Al igual que todos cuantos le rodeaban, Xiao-hei deseaba ingresar en el Partido. Para él, sin embargo, no se trataba de una cuestión de vida o muerte como para sus compañeros campesinos, ya que sabía que no tendría que regresar al campo al término de su carrera militar. La norma era que cada uno volvía a su lugar de procedencia, por lo que mi hermano obtendría automáticamente un empleo en Chengdu tanto si era miembro del Partido como si no. El trabajo, sin embargo, siempre sería mejor en el primer caso, y además tendría más acceso a información, lo que para él era sumamente importante dado que en aquella época China era un desierto intelectual en el que apenas había nada que leer aparte de la grosera propaganda difundida habitualmente.
Además de aquellas consideraciones prácticas, el miedo nunca estaba ausente del todo. Para muchos, unirse al Partido era casi como contratar una póliza de seguros. Pertenecer al Partido significaba ganar credibilidad y al mismo tiempo una relativa sensación de seguridad que resultaba sumamente reconfortante. Lo que aún era más importante en un entorno tan intensamente político como el que rodeaba a Xiao-hei, el hecho de que no solicitara su ingreso en el Partido sería anotado en su expediente personal y ello haría que sobre él recayeran numerosas sospechas: «¿Por qué no quiere ingresar?» Ver denegado el ingreso de solicitud también podía dar lugar a graves suspicacias. «¿Por qué no habrá sido aceptado? Algo raro debe de ocurrir con ese muchacho…»

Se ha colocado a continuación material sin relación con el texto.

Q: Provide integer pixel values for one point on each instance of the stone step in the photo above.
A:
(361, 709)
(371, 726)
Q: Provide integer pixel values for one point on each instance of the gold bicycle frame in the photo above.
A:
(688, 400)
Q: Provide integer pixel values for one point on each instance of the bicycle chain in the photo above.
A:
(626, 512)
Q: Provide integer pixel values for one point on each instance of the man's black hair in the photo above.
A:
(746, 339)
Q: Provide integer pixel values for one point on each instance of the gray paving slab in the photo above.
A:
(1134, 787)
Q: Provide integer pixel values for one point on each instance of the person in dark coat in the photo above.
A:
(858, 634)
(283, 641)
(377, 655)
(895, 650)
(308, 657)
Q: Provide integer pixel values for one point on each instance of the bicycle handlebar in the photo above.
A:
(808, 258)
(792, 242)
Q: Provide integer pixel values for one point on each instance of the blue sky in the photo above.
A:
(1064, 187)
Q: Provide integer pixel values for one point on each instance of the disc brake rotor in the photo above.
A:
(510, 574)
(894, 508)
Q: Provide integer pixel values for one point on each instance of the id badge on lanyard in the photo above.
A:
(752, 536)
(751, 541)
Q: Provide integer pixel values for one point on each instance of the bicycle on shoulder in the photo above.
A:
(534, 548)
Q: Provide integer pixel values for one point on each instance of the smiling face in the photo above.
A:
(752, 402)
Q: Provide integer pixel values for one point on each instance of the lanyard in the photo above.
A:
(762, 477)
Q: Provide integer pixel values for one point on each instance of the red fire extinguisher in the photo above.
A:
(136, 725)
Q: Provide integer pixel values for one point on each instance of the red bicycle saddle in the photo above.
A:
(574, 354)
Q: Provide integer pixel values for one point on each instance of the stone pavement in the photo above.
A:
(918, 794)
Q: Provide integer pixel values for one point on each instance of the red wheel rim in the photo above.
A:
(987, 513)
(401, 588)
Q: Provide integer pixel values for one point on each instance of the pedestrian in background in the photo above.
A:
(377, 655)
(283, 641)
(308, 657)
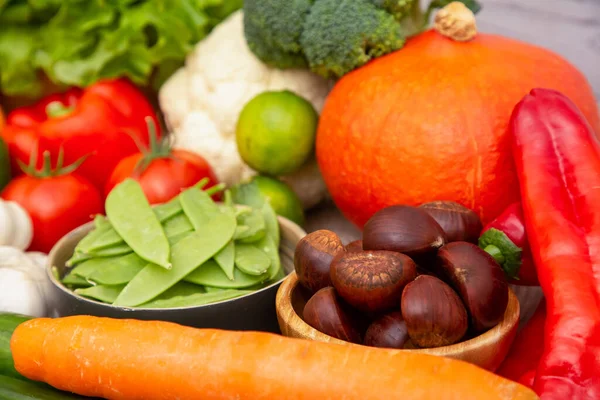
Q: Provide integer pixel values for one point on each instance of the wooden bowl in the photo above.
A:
(487, 350)
(254, 311)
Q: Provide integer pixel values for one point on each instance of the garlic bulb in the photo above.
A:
(16, 227)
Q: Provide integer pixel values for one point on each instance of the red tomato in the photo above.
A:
(56, 204)
(164, 177)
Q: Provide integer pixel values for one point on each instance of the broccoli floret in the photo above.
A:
(398, 8)
(342, 35)
(273, 28)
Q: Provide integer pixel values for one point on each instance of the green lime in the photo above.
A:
(276, 132)
(4, 165)
(283, 199)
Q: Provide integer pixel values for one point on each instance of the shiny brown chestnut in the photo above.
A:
(327, 314)
(354, 246)
(458, 222)
(388, 331)
(478, 279)
(372, 281)
(404, 229)
(434, 314)
(313, 256)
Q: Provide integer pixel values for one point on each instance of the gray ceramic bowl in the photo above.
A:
(254, 311)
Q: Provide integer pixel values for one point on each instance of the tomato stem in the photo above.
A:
(159, 148)
(47, 171)
(57, 109)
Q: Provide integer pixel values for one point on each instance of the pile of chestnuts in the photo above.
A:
(415, 280)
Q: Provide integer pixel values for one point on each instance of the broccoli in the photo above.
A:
(331, 37)
(273, 28)
(340, 36)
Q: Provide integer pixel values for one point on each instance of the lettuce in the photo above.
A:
(77, 42)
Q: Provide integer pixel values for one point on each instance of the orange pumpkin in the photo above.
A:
(429, 122)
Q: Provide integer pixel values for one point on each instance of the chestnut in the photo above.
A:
(388, 331)
(354, 246)
(372, 281)
(478, 279)
(458, 222)
(405, 229)
(434, 314)
(327, 314)
(313, 255)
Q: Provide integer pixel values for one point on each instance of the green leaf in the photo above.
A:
(78, 42)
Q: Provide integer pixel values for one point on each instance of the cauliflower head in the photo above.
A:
(201, 103)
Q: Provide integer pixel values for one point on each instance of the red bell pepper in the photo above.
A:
(101, 120)
(505, 239)
(526, 350)
(557, 156)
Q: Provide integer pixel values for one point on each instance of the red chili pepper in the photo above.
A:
(527, 348)
(98, 120)
(558, 162)
(505, 239)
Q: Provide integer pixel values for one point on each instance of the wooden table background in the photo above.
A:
(568, 27)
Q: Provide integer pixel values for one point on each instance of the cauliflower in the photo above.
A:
(201, 103)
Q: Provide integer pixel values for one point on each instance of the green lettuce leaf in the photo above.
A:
(78, 42)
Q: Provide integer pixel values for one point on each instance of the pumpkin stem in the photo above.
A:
(456, 21)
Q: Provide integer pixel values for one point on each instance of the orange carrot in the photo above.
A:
(130, 359)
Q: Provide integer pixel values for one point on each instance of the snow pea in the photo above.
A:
(168, 210)
(120, 271)
(132, 217)
(210, 274)
(177, 225)
(77, 258)
(187, 255)
(75, 280)
(87, 268)
(118, 250)
(226, 259)
(251, 260)
(271, 223)
(267, 245)
(197, 299)
(104, 293)
(101, 226)
(255, 222)
(198, 207)
(240, 231)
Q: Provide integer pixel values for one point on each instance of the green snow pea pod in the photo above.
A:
(77, 258)
(226, 259)
(197, 299)
(87, 268)
(104, 293)
(166, 211)
(267, 245)
(198, 207)
(251, 260)
(255, 222)
(177, 225)
(271, 223)
(210, 289)
(101, 226)
(118, 250)
(75, 280)
(187, 255)
(132, 217)
(210, 274)
(120, 271)
(107, 239)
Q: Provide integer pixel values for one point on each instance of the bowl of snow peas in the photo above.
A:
(191, 261)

Xiao-hei llevaba algún tiempo leyendo clásicos marxistas con genuino interés: al fin y al cabo, eran los únicos libros disponibles, y necesitaba algo con lo que aplacar su sed intelectual. Dado que las ordenanzas del Partido Comunista establecían que el estudio del marxismo-leninismo constituía la primera condición para ingresar en el Partido, mi hermano pensó que podría combinar su interés con una ventaja práctica. Sin embargo, ni sus jefes ni sus camaradas se dejaron impresionar. De hecho, se sintieron puestos en evidencia debido a que como consecuencia de su origen campesino y semianalfabeto la mayoría eran incapaces de comprender a Marx. Xiao-hei comenzó a verse criticado y acusado de arrogancia y de autoaislamiento frente a las masas. Si quería ingresar en el Partido tendría que hallar otro modo de hacerlo.